During this period of preparation for the Second Order, Crowley continued the practice of vision of, and voyages upon, divers spiritual planes: Strange legends began to take shape concerning his activities.

     

In 1900-02, he made a trip around the world that included several mountain-climbing expeditions, making world’s records by climbing what had been considered the unclimbable. He studied the Hindu spiritual discipline of Yoga, Ceylon, 1901; traveled to Cairo, 1904; revisited Ceylon for big-game shooting, 1904; walked across China, 1906.
Meanwhile he was delving deeper and deeper into magic, exposing racketeers and charlatans and making many enemies as well as friends.

     

He was compared to “Jack the Ripper, a bad man. . . . He eats babies. . . . He worships the devil. . . . He is an evil genius.” His dozens of books were called erotic, obscene, blasphemous, indecent, corrupt, perverted, pagan, decadent, sensual and what not, and the legend of Aleister Crowley began to grow more serious. Yet in spite of all the mud flung at him, he ignored the attacks and did not defend himself against them, believing they were unworthy of reply. Crowley claims he has no motive for deception, because, “I don’t give a damn for the whole human race—you’re nothing but a pack of cards!”

     

He simply disappears from time to time and turns up in strange places throughout the world, then reappears in his old haunts in London, looking years younger, refreshed in body and mind.

     

He was in America before and during the World War and engaged in many escapades.
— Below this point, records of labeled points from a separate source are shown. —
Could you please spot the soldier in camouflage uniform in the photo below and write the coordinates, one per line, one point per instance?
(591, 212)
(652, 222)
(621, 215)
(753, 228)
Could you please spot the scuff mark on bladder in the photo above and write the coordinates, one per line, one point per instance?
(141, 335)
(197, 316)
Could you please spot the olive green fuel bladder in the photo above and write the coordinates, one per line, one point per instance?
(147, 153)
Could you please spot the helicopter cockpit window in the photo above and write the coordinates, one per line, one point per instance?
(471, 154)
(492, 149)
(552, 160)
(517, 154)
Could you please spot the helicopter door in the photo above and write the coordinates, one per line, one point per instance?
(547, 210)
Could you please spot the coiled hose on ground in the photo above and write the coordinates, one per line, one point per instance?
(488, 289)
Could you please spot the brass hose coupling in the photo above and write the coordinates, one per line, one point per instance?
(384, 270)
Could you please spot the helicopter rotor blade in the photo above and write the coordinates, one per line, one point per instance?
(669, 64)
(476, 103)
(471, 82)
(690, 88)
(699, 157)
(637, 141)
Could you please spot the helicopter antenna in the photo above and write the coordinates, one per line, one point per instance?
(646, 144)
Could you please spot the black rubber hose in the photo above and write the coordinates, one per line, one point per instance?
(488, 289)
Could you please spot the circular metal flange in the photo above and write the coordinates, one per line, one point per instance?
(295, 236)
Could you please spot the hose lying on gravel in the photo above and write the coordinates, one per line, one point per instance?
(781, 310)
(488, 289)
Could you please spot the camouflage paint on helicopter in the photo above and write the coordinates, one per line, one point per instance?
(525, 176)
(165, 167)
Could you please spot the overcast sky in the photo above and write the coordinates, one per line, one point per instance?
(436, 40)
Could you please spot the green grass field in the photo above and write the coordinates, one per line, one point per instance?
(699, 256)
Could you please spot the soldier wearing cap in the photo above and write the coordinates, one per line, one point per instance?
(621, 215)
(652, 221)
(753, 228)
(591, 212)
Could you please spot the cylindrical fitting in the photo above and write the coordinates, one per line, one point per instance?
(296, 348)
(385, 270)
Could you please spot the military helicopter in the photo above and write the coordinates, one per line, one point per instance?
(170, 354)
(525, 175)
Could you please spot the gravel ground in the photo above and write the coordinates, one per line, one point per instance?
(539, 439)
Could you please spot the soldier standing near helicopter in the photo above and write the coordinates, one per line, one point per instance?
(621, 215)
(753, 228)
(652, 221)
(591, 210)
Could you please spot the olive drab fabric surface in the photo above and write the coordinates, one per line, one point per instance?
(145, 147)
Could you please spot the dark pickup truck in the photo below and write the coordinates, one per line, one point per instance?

Suffice to say that he worked to bring America to the side of England; and then, when America entered the war, he became an agent of the Department of Justice. The war over, Crowley went to Sicily, where he lived in a villa called The Abbey of Thelema. There he continued to formulate his new religion, which he calls The Law of Thelema, the summary of which is, Do What Thou Wilt—a command from the gods to man. He was charged with establishing a love cult, because he welcomed both sexes, his religion being naturalistic. Wild stories began about bestial orgies, eating little cakes made of goat’s blood, honey and grain, raw and aged, making a terrible stench; of using every drug from the Orient to the Occident, the abbey being “an inferno, a maelstrom of filth and obscenity.” Italy expelled him from the island. France wouldn’t have him either; so he returned to London. He tells his side of the story in an amazing book, published in 1922, called “The Diary of a Drug Fiend.” The book made sensational front page news in London. One headline read, A Book for Burning! The publishers became frightened after the third thousand were sold and withdrew it from circulation. . . . Another campaign started against him, and he disappeared. I later saw a newspaper headline in America stating that he was dead, yet in 1929 he turned up in London. The press urged that he not be re-admitted to England, yet on his arrival in London, Crowley dined with one of the Scotland Yard chiefs!

     

No one seems to actually know much about him, yet everyone claims to: and some rare pamphlets have been printed about him as well as one book of one hundred copies. He makes you feel that he knows what is going on behind the scenes, not only in the world, but in others. He is a man about whom men quarrel. Intensely magnetic, he attracts people or repels them with equal violence. His personality seems to breed rumors. Everywhere they follow him. One knows him as a poet, another as a critic of American literature. Others know him as a holder of some of the world’s records for mountain-climbing, or warn you against him as a thoroughly bad man, a Satanish devil worshipper steeped in black magic, the high priest Beelzebub. An actor knew him only as a theatrical producer and the designer of extraordinary costumes. A publisher said that Crowley was an essayist and philosopher whose books, nearly all privately printed, were masterpieces of modern printing. By others he is pictured as a big-game hunter, a gambler, an editor, an explorer. Some day he is a great genius, others that he is a master faker.